- Reactron as depicted in Supergirl vol. 5 #26 (April 2008). Art by Drew Johnson and Lee Ferguson (pencillers), Ray Snyder and Marc Deering (inkers), and Brad Anderson (colorist).

Publication information
- Publisher: DC Comics
- First appearance: The Daring New Adventures of Supergirl #8 (June 1983)
- Created by: Paul Kupperberg (writer) Carmine Infantino (artist)

In-story information
- Alter ego: Benjamin K. Krullen
- Species: Metahuman
- Place of origin: Earth
- Team affiliations: Suicide Squad Nuclear Legion
- Abilities: Superhuman strength, stamina and durability Flight Nuclear blasts Body generates lethal radiation

= Reactron =

DC Comics supervillain

Reactron (Benjamin Krullen) is a supervillain who appears in comic books published by DC Comics, usually as an adversary of Supergirl.

==Publication history==
Reactron first appeared in The Daring New Adventures of Supergirl #8 (June 1983), in a story written by Paul Kupperberg and drawn by Carmine Infantino.

==Fictional character biography==
===Pre-Crisis===

Reactron as depicted in his early appearances.

Benjamin Krullen is a sergeant serving in the US Army during the Vietnam War, alongside Joshua Clay. When Krullen massacres the inhabitants of a Vietnamese village, the shock triggers the activation of Clay's metahuman powers. Clay seemingly destroys Krullen with his energy blasts, then goes AWOL.

Krullen, instead of being killed, is transformed into a being capable of generating radioactive energy and concussive blasts. Calling himself Reactron, the Living Reactor, he surfaces years later and attacks the Doom Patrol, then later fights Supergirl.

===Post-Crisis===
Reactron's origin and background are altered following the 1985 Crisis on Infinite Earths continuity reboot. he faces the Doom Patrol and Power Girl in his first appearance. Most of his pre-Crisis continuity is intact, but it is now said that his previous battles involved Power Girl instead of Supergirl. Seemingly destroyed after overloading on Negative Woman's energy, Reactron resurfaces unharmed as a member of the Suicide Squad.

Reactron, redesigned with a Gold Kryptonite heart, wreaks havoc alongside Metallo during the "New Krypton" storyline.

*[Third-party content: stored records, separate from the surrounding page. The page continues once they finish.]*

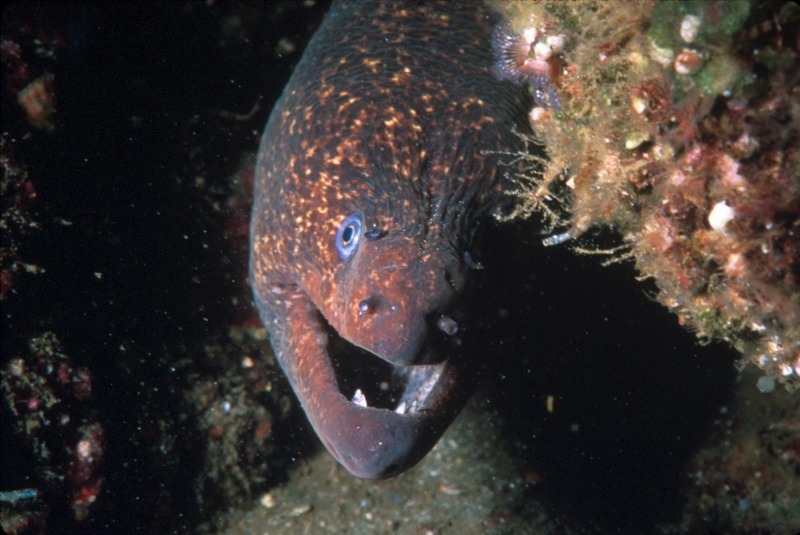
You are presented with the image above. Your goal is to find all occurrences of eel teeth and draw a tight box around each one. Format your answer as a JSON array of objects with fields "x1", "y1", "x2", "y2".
[
  {"x1": 395, "y1": 400, "x2": 409, "y2": 414},
  {"x1": 394, "y1": 364, "x2": 444, "y2": 414},
  {"x1": 351, "y1": 388, "x2": 368, "y2": 407}
]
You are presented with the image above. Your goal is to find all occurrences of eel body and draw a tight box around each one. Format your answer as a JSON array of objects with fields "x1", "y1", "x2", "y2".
[{"x1": 250, "y1": 0, "x2": 532, "y2": 478}]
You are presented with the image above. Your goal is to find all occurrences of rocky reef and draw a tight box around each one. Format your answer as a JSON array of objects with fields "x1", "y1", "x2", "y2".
[{"x1": 500, "y1": 0, "x2": 799, "y2": 390}]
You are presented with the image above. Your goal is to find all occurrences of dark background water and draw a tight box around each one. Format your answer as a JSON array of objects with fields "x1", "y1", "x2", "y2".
[
  {"x1": 2, "y1": 2, "x2": 329, "y2": 532},
  {"x1": 1, "y1": 2, "x2": 738, "y2": 533}
]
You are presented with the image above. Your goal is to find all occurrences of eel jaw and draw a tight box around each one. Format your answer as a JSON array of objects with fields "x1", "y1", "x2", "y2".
[{"x1": 312, "y1": 321, "x2": 470, "y2": 479}]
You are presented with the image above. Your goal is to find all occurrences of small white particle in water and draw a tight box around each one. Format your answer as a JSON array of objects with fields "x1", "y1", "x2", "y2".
[
  {"x1": 289, "y1": 504, "x2": 311, "y2": 516},
  {"x1": 708, "y1": 201, "x2": 735, "y2": 231},
  {"x1": 756, "y1": 375, "x2": 776, "y2": 393},
  {"x1": 260, "y1": 493, "x2": 275, "y2": 508},
  {"x1": 543, "y1": 230, "x2": 573, "y2": 246}
]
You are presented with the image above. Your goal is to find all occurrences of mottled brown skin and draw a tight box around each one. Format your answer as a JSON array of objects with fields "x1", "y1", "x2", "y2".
[{"x1": 250, "y1": 0, "x2": 531, "y2": 478}]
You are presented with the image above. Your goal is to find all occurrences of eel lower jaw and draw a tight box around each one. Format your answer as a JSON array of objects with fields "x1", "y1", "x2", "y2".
[{"x1": 318, "y1": 323, "x2": 467, "y2": 479}]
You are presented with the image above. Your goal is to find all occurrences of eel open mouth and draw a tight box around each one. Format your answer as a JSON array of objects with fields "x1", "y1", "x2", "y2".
[
  {"x1": 327, "y1": 322, "x2": 448, "y2": 415},
  {"x1": 311, "y1": 311, "x2": 470, "y2": 479}
]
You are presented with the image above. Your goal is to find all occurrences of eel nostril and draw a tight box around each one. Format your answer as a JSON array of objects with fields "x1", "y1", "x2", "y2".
[
  {"x1": 437, "y1": 315, "x2": 459, "y2": 335},
  {"x1": 357, "y1": 295, "x2": 400, "y2": 317},
  {"x1": 358, "y1": 296, "x2": 384, "y2": 317}
]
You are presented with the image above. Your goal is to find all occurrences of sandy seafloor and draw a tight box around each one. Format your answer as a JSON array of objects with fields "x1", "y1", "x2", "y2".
[{"x1": 2, "y1": 2, "x2": 798, "y2": 534}]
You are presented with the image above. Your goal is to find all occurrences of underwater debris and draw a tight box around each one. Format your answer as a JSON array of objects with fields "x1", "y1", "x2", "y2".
[
  {"x1": 0, "y1": 134, "x2": 42, "y2": 301},
  {"x1": 1, "y1": 333, "x2": 105, "y2": 525},
  {"x1": 1, "y1": 34, "x2": 60, "y2": 132}
]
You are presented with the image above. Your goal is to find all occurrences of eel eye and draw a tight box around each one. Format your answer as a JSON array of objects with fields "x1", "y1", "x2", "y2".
[{"x1": 336, "y1": 213, "x2": 362, "y2": 260}]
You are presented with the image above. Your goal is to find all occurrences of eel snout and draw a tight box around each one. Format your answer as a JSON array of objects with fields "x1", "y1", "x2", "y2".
[{"x1": 337, "y1": 236, "x2": 465, "y2": 367}]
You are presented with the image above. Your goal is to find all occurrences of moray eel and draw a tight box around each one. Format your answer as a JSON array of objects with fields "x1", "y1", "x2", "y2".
[{"x1": 250, "y1": 0, "x2": 532, "y2": 479}]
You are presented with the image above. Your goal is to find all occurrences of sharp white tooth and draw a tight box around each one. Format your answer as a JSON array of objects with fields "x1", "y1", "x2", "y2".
[
  {"x1": 352, "y1": 388, "x2": 368, "y2": 407},
  {"x1": 395, "y1": 401, "x2": 407, "y2": 414}
]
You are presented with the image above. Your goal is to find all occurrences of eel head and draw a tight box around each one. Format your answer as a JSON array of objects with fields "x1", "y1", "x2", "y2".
[{"x1": 289, "y1": 212, "x2": 474, "y2": 479}]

Reactron reappears in the Superman: New Krypton storyline with a new costume and abilities. He is recruited by Sam Lane, equipped with a gold kryptonite heart, and partnered with Metallo. Reactron and Metallo attack the city of New Krypton, where Reactron kills Zor-El. Shortly afterward, Reactron kills himself, causing a chain reaction that destroys New Krypton and kills most of its inhabitants.

==Powers and abilities==
Reactron is a metahuman with the ability to generate nuclear radiation and concussive blasts. Reactron is also equipped with a gold kryptonite heart, which allows him to briefly remove the powers of Kryptonians.

==In other media==
Reactron appears in the Supergirl episode "Fight or Flight", portrayed by Chris Browning. This version is Ben Krull, a former nuclear engineer who was exposed to radiation amidst a terrorist attack that Superman thwarted, during which Ben's wife Alyssa died. Blaming Superman for her death, Ben built an advanced biomedical exo-suit that grants super-strength, the ability to fly, and fire energy blasts. In pursuit of his revenge, he attacks Supergirl, only to be defeated by her and arrested.